Die Sekretärin schüttelte den Kopf. »Keine besonderen Vorkommnisse in der vergangenen Nacht, soweit ich das feststellen konnte«, antwortete sie. »Das Rapportbuch liegt auf Ihrem Schreibtisch, Herr Doktor.«
»Danke. Ist Bettina schon hier?«
»Ja, sie ist im Untersuchungszimmer.«
»Wartezimmerpatienten?« fragte Dr. Lindau.
»Vier bis jetzt«, erwiderte Marga Stäuber. »Die Krankenakten liegen auf Ihrem Tisch. Es sind zwei Patientinnen aus Auefelden und zwei aus der weiteren Umgebung.«
»Tja, dann wollen wir mal«, meinte der Chefarzt der Klinik am See und betrat sein Zimmer. Als er sich an seinen Schreibtisch setzte, kam Bettina Sieber aus dem angrenzenden Untersuchungsraum.
»Guten Morgen, Herr Doktor«, grüßte sie, legte ein paar Papierblätter vor den Chefarzt hin und sagte: »Das sind die Untersuchungsergebnisse der Gewebeproben von Frau Hauser.«
Dr. Lindau gab den Gruß zurück. »Danke, auf die habe ich schon gewartet«, fügte er hinzu. »Ich sehe sie mir dann gleich an. Zuerst nehme ich mir den Rapport vor.« Er griff nach dem Rapportbuch und blätterte es durch, während seine Assistentin sich ins Untersuchungszimmer zurückzog, um dort einiges für eventuelle Untersuchungen dieser oder jener im Wartezimmer sitzenden Patientinnen vorzubereiten.

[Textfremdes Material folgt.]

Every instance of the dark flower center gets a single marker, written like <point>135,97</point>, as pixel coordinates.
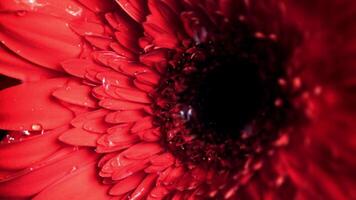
<point>220,99</point>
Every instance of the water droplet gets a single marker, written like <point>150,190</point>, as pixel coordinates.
<point>74,168</point>
<point>21,13</point>
<point>278,102</point>
<point>36,127</point>
<point>26,132</point>
<point>297,82</point>
<point>74,11</point>
<point>318,90</point>
<point>279,181</point>
<point>282,140</point>
<point>260,35</point>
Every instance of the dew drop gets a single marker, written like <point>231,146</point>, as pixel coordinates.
<point>37,127</point>
<point>74,168</point>
<point>74,11</point>
<point>21,13</point>
<point>279,181</point>
<point>26,132</point>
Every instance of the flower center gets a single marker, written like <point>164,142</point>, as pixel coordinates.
<point>220,99</point>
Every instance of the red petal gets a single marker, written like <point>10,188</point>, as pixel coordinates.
<point>135,8</point>
<point>133,94</point>
<point>142,86</point>
<point>109,78</point>
<point>30,150</point>
<point>80,184</point>
<point>114,104</point>
<point>31,103</point>
<point>144,188</point>
<point>33,180</point>
<point>102,43</point>
<point>79,67</point>
<point>98,5</point>
<point>149,78</point>
<point>97,125</point>
<point>79,137</point>
<point>124,116</point>
<point>128,184</point>
<point>142,150</point>
<point>42,39</point>
<point>77,94</point>
<point>65,9</point>
<point>16,67</point>
<point>142,124</point>
<point>87,28</point>
<point>84,118</point>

Dr. Lindau brauchte nicht lange, um das Rapportbuch durchzublättern und dann abzuzeichnen. Minutenlang beschäftigte er sich dann mit dem Ergebnis der Gewebeproben und machte sich einige Notizen. »Das muß ich nachher mit der Westphal besprechen«, murmelte er und griff nach der ersten Krankenkarte.
»Bettina«, rief er seiner Assistentin zu, »wir beginnen mit der Sprechstunde. Lassen sie Frau Schien herein!«
Damit begann Dr. Lindaus Alltag. Mit freundlicher Miene hörte er sich die Probleme seiner weiblichen Patienten an. Gezielt stellte er seine Fragen, um sich ein Bild über die vorgetragenen Leiden machen zu können. Nicht immer war eine gynäkologische Untersuchung erforderlich, denn die geschilderten Symptome reichten oft schon zu einer Diagnose aus. Es war für Dr. Lindau dann auch nicht schwierig, die notwendige Behandlung zu bestimmen, die nicht unbedingt einen Klinikaufenthalt voraussetzte. In vielen Fällen konnten die Patientinnen mit einem von ihm ausgeschriebenen Rezept gleich wieder nach Hause gehen.
Die folgenden beiden Patientinnen waren dann auch sehr rasch abgefertigt, weil deren geschilderte Leiden mit ein paar guten Ratschlägen und je einem Rezept für Selbstbehandlung keine Probleme darstellten.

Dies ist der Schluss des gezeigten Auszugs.